Aug 12, 12:28 PM EDT
Pelosi slams GOP for rhetoric following raid
House Speaker Nancy Pelosi is blasting Republicans for their rhetoric following the FBI raid on Mar-a-Lago.
Asked by ABC News about concerns over possibly increasing levels of violence against law enforcement and public officials after recent rhetoric from the GOP, Pelosi said Friday that she knows "very well how vicious" some of those threats can be, and said they’ve been "exacerbated" by former President Donald Trump.
"You would think there would be an adult in the Republican room that would say, 'Just calm down. See what the facts are and let's go for that.' Instead of … instigating assaults on law enforcement," Pelosi said.
When asked if she wants Congress to open more investigations into the material that Trump allegedly took, Pelosi said she’s not currently making plans for that and is going to let the investigation unfold.
Pelosi said she was not briefed on any aspect of the FBI raid or what classified information was being held.
She said she only knows "what’s in the public domain," but she added, "if the nature of these documents is what appears to be, this is very serious."
Aug 12, 8:44 AM EDT
Washington Post: Nuclear documents sought at Mar-a-Lago
The Washington Post is reporting that classified documents related to nuclear weapons were among the items agents sought by federal agents at Mar-a-Lago.
Multiple sources familiar with the investigation told ABC News that the Justice Department and the FBI believed Trump continued to keep sensitive classified documents that had national security implications and that in recent weeks additional information came in suggesting that Trump was not complying with requests to provide the information the Justice Department believed he had in his possession.
Aug 12, 8:00 AM EDT
DOJ believes Trump held onto sensitive classified documents and associates questioned, sources say
Multiple sources familiar with the investigation told ABC News that the Department of Justice and the FBI believed former President Donald Trump continued to keep sensitive classified documents that had national security implications, and that in recent weeks additional information came in suggesting Trump was not complying with requests to provide the information the Justice Department believed he had in his possession.

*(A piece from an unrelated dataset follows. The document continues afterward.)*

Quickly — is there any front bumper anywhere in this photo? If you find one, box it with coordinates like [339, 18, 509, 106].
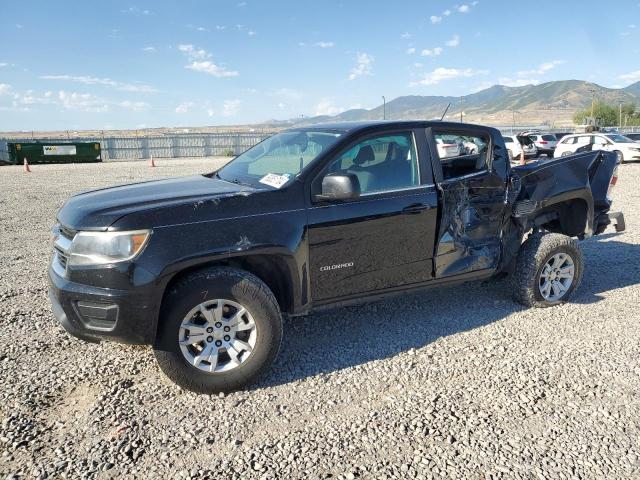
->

The information was sensitive enough that authorities wanted to take it back into possession immediately.
-ABC News' Pierre Thomas, Alexander Mallin, Luke Barr, Katherine Faulders, and John Santucci
Aug 12, 7:07 AM EDT
Trump calls for 'immediate release' of search warrant
Former President Donald Trump is calling for "the immediate release" of the warrant that allowed FBI agents to search his Mar-a-Lago estate on Monday.
"Not only will I not oppose the release of documents related to the unAmerican, unwarranted, and unnecessary raid and break-in of my home in Palm Beach, Florida, Mar-a-Lago, I am going a step further by ENCOURAGING the immediate release of those documents, even though they have been drawn up by radical left Democrats and possible future political opponents, who have a strong and powerful vested interest in attacking me much as they have done for the last 6 years," Trump said late Thursday in a post on his social media platform, Truth Social.
"This unprecedented political weaponization of law enforcement is inappropriate and highly unethical," he added. "The world is watching as our Country is being brought to a new low, not only on our border, crime, economy, energy, national security, and so much more, but also with respect to our sacred elections!"